Raluca Popa is an Assistant Professor of Computer Science. Her research is in the area of computer security, systems and applied cryptography, with an emphasis on computing on encrypted data. She received her B.S., M.Eng.,and Ph.D. from the Massachusetts Institute of Technology.
Spark Award Project
Secure Collaborative Learning
Organizations that own sensitive data often wish to conduct collaborative studies informed by the aggregate data from all of these organizations, but they cannot do so because their data cannot be shared due to privacy concerns or regulations. With her Bakar Fellows Spark Award, Raluca Ada Popa will design and build a data encryption platform that will enable collaborative machine learning studies by performing these multi-party computations under encryption. Each participating group will have a private key to encrypt its own data before submitting it for analysis. Training will be performed on the combined encrypted data from all collaborating groups, and the resulting final model, also encrypted, can be decrypted by each organization using its own private key. In this way, the organizations will not share their sensitive data with any other party, yet they will all learn the results of the study. Examples of such uses could be hospitals seeking to predict influenza hot spots or better cancer treatments, or banks seeking to share information to detect money laundering or fraud, potentially saving thousands of lives and millions of dollars annually.
Raluca Ada Popa’s Story
Sharing Sensitive Data without Showing it
April 23, 2021
By: Wallace Ravven
The border between what is public and what is private has become hard to patrol. Social media’s siren song plays out billions of times a day, connecting us far and wide, while sometimes hyper-sharing the most private facts of our lives.

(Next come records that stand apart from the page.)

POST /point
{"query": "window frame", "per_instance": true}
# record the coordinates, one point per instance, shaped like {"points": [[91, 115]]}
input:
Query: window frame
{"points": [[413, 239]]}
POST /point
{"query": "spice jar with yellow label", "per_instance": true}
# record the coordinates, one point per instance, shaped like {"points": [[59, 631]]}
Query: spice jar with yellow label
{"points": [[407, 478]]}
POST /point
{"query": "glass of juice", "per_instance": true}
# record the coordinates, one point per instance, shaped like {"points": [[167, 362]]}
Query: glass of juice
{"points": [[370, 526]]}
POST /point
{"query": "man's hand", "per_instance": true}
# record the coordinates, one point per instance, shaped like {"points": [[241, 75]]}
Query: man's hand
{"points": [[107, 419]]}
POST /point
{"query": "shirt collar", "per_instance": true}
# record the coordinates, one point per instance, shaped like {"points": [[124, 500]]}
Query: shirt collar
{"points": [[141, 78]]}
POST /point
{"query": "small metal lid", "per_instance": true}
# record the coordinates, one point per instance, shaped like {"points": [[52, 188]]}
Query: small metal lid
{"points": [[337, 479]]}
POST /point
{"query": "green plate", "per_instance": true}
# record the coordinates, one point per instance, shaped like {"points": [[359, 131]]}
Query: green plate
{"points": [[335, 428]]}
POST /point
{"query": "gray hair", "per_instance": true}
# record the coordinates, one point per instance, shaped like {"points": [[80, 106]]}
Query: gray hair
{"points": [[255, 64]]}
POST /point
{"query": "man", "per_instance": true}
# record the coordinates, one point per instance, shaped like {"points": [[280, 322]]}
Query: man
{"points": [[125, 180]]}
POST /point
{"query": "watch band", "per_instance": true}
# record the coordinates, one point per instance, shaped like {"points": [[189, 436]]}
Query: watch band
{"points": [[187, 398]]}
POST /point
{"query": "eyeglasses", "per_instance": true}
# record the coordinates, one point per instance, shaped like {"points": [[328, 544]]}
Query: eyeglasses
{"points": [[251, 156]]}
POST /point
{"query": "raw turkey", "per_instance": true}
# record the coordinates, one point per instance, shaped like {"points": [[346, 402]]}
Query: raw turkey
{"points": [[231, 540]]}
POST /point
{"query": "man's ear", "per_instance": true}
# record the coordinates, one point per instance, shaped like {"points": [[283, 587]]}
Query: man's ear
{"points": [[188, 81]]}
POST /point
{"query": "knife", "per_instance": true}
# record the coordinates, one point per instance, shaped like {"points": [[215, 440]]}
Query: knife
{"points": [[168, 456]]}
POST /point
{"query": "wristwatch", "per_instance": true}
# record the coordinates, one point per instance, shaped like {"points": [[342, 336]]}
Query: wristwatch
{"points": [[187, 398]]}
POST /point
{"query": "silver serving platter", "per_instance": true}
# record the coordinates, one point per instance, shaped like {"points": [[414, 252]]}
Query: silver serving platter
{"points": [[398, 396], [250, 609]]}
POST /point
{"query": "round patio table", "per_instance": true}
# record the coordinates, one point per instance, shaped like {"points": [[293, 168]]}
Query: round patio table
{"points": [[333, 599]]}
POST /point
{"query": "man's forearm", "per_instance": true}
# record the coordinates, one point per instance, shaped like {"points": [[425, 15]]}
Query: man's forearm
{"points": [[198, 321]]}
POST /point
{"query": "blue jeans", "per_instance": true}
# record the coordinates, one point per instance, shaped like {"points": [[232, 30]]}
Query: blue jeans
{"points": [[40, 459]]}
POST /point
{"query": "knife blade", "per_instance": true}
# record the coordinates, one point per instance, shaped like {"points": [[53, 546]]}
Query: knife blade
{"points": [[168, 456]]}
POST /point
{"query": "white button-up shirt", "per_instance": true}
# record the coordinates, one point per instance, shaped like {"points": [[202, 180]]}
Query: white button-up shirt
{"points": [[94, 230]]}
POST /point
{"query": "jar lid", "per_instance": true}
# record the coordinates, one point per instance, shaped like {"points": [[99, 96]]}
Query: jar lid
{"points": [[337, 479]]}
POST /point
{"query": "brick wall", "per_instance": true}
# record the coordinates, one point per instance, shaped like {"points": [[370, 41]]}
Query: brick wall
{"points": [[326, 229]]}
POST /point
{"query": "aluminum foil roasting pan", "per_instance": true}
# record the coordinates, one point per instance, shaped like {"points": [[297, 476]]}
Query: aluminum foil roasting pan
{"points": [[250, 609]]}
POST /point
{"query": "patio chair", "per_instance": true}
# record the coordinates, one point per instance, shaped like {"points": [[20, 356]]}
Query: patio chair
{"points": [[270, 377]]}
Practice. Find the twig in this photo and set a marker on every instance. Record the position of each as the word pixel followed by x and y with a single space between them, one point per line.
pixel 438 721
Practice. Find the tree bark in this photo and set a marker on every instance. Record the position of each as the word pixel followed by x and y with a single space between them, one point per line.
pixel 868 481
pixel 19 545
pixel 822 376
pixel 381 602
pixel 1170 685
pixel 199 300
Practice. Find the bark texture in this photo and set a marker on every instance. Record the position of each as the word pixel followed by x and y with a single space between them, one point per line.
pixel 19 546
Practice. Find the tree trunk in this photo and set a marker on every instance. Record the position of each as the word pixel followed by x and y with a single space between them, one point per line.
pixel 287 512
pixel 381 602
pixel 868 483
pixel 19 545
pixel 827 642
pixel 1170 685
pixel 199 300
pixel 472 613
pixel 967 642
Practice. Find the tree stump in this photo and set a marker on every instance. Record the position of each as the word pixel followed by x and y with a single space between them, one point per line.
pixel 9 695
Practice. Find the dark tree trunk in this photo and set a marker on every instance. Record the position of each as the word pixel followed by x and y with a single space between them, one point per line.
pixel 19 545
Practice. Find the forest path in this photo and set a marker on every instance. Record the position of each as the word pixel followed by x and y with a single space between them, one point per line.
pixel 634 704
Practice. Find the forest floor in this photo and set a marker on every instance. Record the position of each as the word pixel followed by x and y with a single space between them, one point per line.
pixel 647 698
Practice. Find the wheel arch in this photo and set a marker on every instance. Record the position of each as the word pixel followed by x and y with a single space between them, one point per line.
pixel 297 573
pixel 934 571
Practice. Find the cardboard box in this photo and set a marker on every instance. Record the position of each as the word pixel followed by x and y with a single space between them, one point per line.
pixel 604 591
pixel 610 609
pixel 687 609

The tension between the need to share and the need to rope off critical information constrains a wide range of enterprises too. Banks, for example, can’t collaborate on concerns of common interest without compromising customer confidentiality.
Raluca Ada Popa, assistant professor of computer science, designs computer systems to protect confidentiality by computing over encrypted data, while at the same time allowing joint access to the results of data analysis. With the support of the Bakar Fellows program her lab plans to build and test a new encryption system.
She describes the new systems and the encryption that underlies them, and she discusses her work with industry and health care systems eager to collaborate without compromising precious data.
Q. How does the push-pull of data sharing and confidentiality affect business operations?
A. Banking is a good example. Banks need to keep their transactions private or they risk losing clients to other competing banks. But if they try to stay totally sequestered from competitors, they lose the chance to tackle problems best solved together.
We’re involved in a collaboration now with five banks in Canada. We’re helping them address a big problem: Criminals launder money across different banks, but the banks can’t share data to track the laundering because they don’t want to expose their clients’ data to each other.
We are developing encryption algorithms and a system that can allow each bank to supply information for a shared strategy – a model to detect money laundering, but without disclosing their clients’ data. Each bank’s data can be manipulated, but it can’t be read by the other banks.
Q. How can a bank share data without the others seeing it?
A. That’s the magic of the encryption technology. Only the model is accessible to all the banks. It’s as if you supply your data to a blindfolded machine learning system that can compute on the data but cannot see it. You end up with a useful model without comprising your confidential data.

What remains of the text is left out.